Source Sound president/chief executive Tim Gedemer noted that, “using game engines for VR, many of these experiences don’t have the same dependencies that a full game has.”

“We can claim a whole lot more resources for audio for interactive experiences in VR,” he said, adding that, in the 1990s however, the cinematic and gaming worlds were quite separate. “These worlds are literally converging in the center… High quality video playback and interactivity — that’s the challenge,” he said.

Another challenge, said Nokia Technologies head of formats and platforms Jyri Huopaniemi is playback. “It’s about optimizing the user experience, the rich full 3D playback,” he said. “The scalability and understanding those requirements, formats and so on is the Holy Grail. There’s a lot of interest in that and we’re nowhere near it yet.”

DTS R&D staff engineer Dave Corsello added, “there’s a lot to think about on the input side as well.” “To track a position, all these things have to be supported from the get-go, formatted and propagated throughout production,” he said. “It’s a complicated tree of things.”

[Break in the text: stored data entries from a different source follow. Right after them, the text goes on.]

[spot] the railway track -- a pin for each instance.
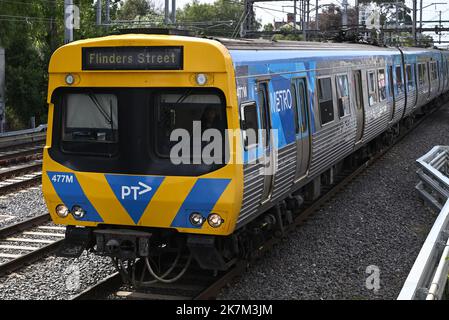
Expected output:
(28, 241)
(20, 176)
(195, 287)
(20, 154)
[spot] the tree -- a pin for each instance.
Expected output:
(268, 27)
(137, 9)
(330, 18)
(220, 18)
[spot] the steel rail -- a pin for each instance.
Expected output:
(29, 257)
(20, 154)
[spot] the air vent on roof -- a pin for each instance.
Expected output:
(166, 31)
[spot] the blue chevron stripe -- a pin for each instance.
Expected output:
(202, 198)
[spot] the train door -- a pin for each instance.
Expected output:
(360, 108)
(267, 139)
(302, 125)
(391, 91)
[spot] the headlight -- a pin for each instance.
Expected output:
(196, 219)
(78, 212)
(62, 211)
(214, 220)
(69, 79)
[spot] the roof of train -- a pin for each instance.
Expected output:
(263, 44)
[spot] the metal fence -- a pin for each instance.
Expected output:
(14, 138)
(428, 278)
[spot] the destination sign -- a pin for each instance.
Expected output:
(133, 58)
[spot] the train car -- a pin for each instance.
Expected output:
(161, 144)
(2, 90)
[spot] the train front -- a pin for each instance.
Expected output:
(140, 156)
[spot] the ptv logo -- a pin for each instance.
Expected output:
(135, 191)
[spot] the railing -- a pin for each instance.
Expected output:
(428, 278)
(15, 138)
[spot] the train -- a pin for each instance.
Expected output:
(194, 151)
(2, 91)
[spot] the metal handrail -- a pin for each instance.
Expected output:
(429, 274)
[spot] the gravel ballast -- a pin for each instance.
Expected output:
(375, 227)
(21, 205)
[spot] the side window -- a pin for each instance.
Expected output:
(372, 95)
(421, 74)
(390, 81)
(295, 106)
(399, 82)
(325, 100)
(304, 101)
(342, 95)
(408, 72)
(433, 71)
(250, 125)
(426, 73)
(382, 85)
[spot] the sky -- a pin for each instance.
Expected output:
(267, 12)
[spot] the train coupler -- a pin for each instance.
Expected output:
(122, 243)
(76, 241)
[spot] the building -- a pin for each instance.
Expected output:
(2, 90)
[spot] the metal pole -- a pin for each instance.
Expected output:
(294, 15)
(167, 12)
(68, 21)
(344, 16)
(420, 20)
(414, 23)
(98, 12)
(108, 12)
(173, 11)
(307, 19)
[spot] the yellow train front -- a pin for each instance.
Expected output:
(122, 111)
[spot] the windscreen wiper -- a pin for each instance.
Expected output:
(99, 107)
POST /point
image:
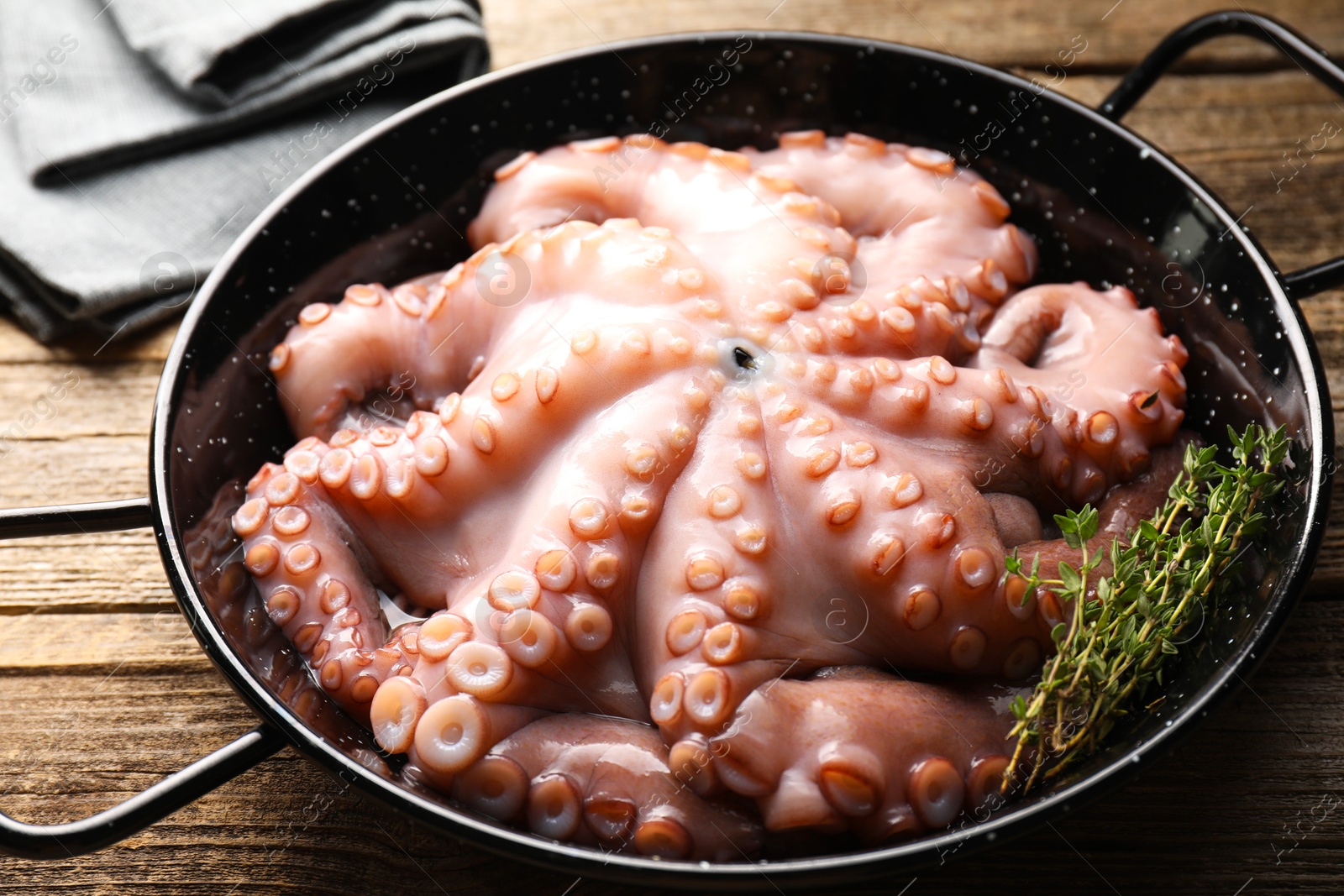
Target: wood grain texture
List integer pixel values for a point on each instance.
(102, 688)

“Virtualization and rendering methods are also important,” he added. “How you hear it when you’re mixing it, by the time it gets to the end user and his different head size and earphones, it can be extremely different. Production has to compensate for all those things.”

“What’s happening in our role as audio professionals is different,” said Gedemer “They have to work sound into the script. We’re selling ourselves as audio directors, involved from Day One — from script to final playback.” Tsingos said he’s looking for tools to help mixers in particular. “In film, the screen is the center of the story, but in VR, the screen is all around you,” he noted. “You have to spend a lot of time to position sound.”

Huopaniemi explained that, “people don’t want to build a completely new workflow until VR is actually here,” and Gedemer pointed out that tools are “a moving target.” “They’ll be completely different in two or three months,” he said. “You have to constantly educate yourself.”

Still, said Bosnjak, “it’s a great time to be in VR.” “There are so many handshakes across the table,” she said. “No one is a competitor, everyone is sharing information.”